My problem with GMO corn and soybeans, for example, is that they are modified specifically to resist Roundup, an herbicide. This results in more Roundup being used.
There is also a little known practice of farmers spraying their crops with massive amounts of Roundup to promote “uniform dessication” right before harvest. When you’re growing GMO corn, it takes an even higher dose to get this result, so the FDA is quietly raising the amounts of residual glyphosphate allowed in our food.
I’m not against GMO corn, I’m against chowing down on herbicides with known health risks, just so Monsanto can sell more Roundup.
Most of the opposition to GMOs is based on argument from ignorance: If we don’t know precisely how much harm they’ll do, the argument goes, then we shouldn’t take the risk. But this is a flawed argument, since in focusing on what we don’t know, it ignores what we do know.

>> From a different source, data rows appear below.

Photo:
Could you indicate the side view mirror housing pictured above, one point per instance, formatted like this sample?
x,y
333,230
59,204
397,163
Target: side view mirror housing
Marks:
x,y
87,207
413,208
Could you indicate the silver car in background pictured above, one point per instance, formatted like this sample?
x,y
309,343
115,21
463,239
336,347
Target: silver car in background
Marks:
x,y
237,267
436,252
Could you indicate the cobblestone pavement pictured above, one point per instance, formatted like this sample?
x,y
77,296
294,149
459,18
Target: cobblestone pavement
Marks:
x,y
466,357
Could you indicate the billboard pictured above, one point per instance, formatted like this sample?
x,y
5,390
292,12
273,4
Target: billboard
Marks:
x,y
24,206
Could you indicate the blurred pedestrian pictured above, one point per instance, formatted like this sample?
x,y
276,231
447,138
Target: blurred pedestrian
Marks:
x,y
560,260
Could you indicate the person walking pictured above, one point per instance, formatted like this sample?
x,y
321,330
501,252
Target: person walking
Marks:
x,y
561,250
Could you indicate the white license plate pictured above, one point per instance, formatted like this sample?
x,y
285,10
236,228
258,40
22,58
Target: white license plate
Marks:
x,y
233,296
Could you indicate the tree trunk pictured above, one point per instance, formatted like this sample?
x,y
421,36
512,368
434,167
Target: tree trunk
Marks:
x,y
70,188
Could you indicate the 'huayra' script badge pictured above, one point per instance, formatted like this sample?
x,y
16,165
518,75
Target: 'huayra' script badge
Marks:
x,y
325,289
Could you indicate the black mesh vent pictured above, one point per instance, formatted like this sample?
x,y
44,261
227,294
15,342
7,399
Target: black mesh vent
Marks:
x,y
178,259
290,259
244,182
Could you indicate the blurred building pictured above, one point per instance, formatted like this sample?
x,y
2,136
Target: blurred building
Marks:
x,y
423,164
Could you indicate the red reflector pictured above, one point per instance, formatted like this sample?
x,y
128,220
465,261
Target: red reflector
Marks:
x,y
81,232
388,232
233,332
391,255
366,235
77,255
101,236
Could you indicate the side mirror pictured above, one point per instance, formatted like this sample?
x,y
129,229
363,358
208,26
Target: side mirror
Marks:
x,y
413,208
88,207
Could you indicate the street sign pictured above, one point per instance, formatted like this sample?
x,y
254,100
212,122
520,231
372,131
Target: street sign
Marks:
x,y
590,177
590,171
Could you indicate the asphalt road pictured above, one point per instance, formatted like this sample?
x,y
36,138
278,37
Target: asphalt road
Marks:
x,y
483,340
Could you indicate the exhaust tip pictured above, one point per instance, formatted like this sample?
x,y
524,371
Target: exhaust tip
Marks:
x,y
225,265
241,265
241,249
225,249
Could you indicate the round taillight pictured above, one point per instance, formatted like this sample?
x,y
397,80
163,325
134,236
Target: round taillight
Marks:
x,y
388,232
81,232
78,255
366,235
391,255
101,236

Let’s say, for example, that we have a new food crop. It’s tested for allergies and other potential negative side effects, and it’s found from the tests that statistically, between 100 and 1000 Bangladeshis would be expected to suffer negative side effects of one sort or another from it. That sounds bad, right? We don’t even know how many people it’ll hurt, and the error range on our estimate covers a whole order of magnitude! If you just focus on these numbers, this new crop looks terrible.
But suppose that we also know that this new crop, if grown in Bangladesh, would save a million people from death by starvation. This casts our uncertainty in a new light: The net number of people saved will be somewhere between 999,000 and 999,900, a much smaller range of error. And the range of error doesn’t even really matter: The important point is that, even in the worst-case assumptions, this new crop will definitely save more people than it costs. Put the numbers into context, and it becomes clear that this new crop is actually wonderful.